When a log shipper is ingesting data, it is first parsed. Then it is stored in a repository in LogScale and sent through any Event Forwarding Rules on the repository, which can filter and transform the events before forwarding them to an external system through an Event Forwarders.

Note

If you ingest events with timestamps older than your retention policy allows, the data will be forwarded without being stored in LogScale.

Configuration

Security Requirements and Controls

Event forwarding is configured in two steps. First, an Event Forwarders is created that defines a Kafka server and topic to forward the events to. Second, one or more Event Forwarding Rules are configured on the repositories, where events should be forwarded from, and connected to the event forwarders.
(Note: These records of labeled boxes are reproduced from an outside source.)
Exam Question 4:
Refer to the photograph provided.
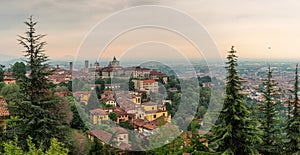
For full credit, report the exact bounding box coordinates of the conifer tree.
[286,64,300,154]
[258,66,281,154]
[210,46,261,155]
[12,17,66,149]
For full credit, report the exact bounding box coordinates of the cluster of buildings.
[73,57,171,149]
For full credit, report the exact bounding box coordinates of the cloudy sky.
[0,0,300,59]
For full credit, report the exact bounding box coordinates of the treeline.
[0,17,300,155]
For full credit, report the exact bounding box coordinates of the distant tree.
[12,62,26,81]
[11,17,66,149]
[108,112,118,122]
[286,64,300,154]
[0,64,5,82]
[258,66,282,154]
[46,138,69,155]
[4,137,23,155]
[89,138,112,155]
[0,84,21,103]
[210,47,261,155]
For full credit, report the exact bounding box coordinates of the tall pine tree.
[211,46,261,155]
[286,64,300,154]
[258,66,282,154]
[12,17,66,148]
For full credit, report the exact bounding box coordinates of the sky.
[0,0,300,59]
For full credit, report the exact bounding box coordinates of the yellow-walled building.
[142,102,168,121]
[90,108,109,124]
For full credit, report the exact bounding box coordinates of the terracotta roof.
[90,108,106,115]
[89,130,112,142]
[0,96,9,116]
[111,127,128,134]
[143,80,156,83]
[142,102,157,106]
[119,142,131,150]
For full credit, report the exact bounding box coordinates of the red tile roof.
[89,130,112,143]
[143,80,156,83]
[90,108,106,115]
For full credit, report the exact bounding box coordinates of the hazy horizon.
[0,0,300,60]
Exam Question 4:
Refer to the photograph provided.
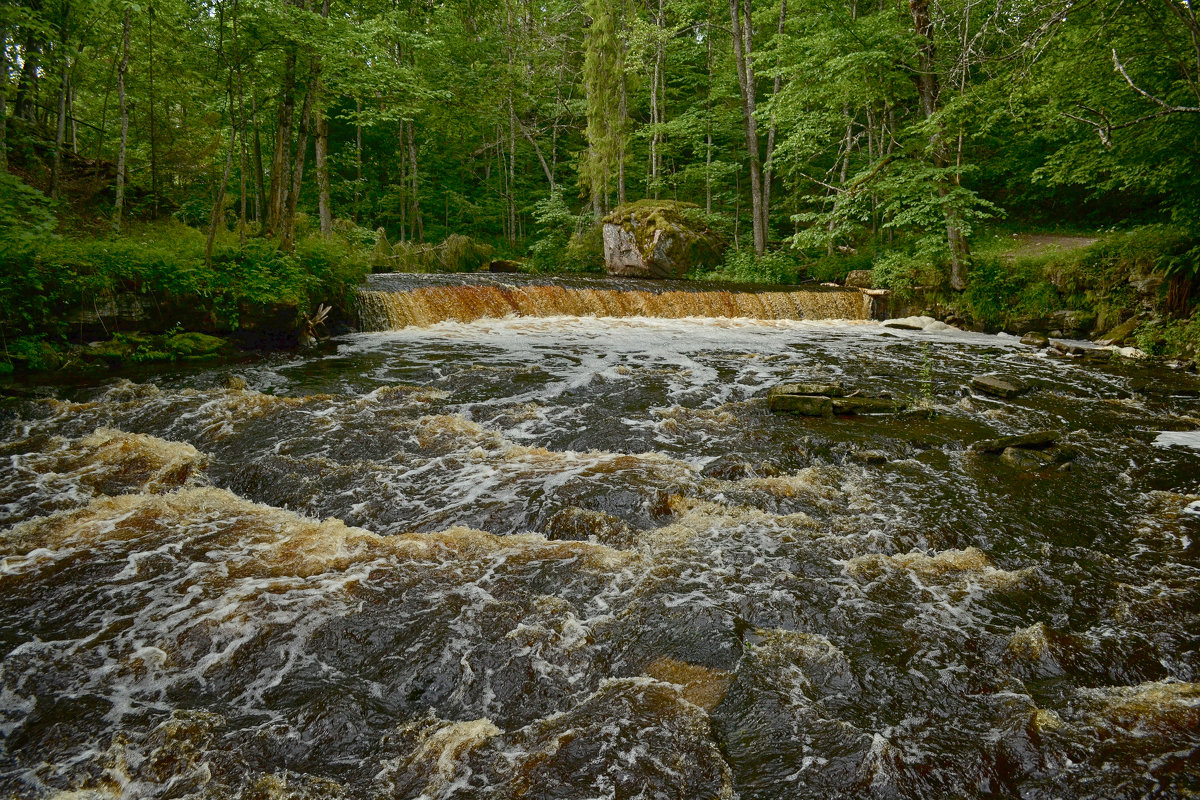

You must enable event forwarding in the configuration using ENABLE_EVENT_FORWARDING.

Event Forwarding Format

Events are sent as one event per message. The format is JSON where every field is a top-level element, and all field values are returned as JSON strings, except for @timestamp, which is returned as a number representing time as Unix time in milliseconds (UTC/Zulu time).

Error Handling

There are no delivery guarantees on event forwarding. This means, that if forwarding an event fails, LogScale will neither retry later nor fail the ingest. This is done in order not to impact ingest.

Note

A failure during parsing does not necessarily mean a failure during forwarding. As described in the Parser Errors documentation, this will simply set a number of fields to error values, such as @event_parsed = false. Unless filtered out by the forwarding rule (using for example: @event_parsed != false), these events will still be forwarded.

LogScale will only log that event forwarding failed if multiple events fail to be forwarded, in order not to spam the logs. The number of events that failed to be forwarded can be seen in the metric event-forwarding-errors. See LogScale Metrics.

LogScale uses circuit breakers to prevent event forwarding errors from affecting the performance and stability of LogScale. The circuit breakers can be configured using the configuration options that have the FORWARDING_BREAKER_ prefix (for example, FORWARDING_BREAKER_FAILURES).

LogScale also enforces a limit on the number of events concurrently waiting to be forwarded. This is to prevent events exhausting memory due to a stuck/blocked forwarder. This limit can be changed by setting FORWARDING_MAX_CONCURRENCY.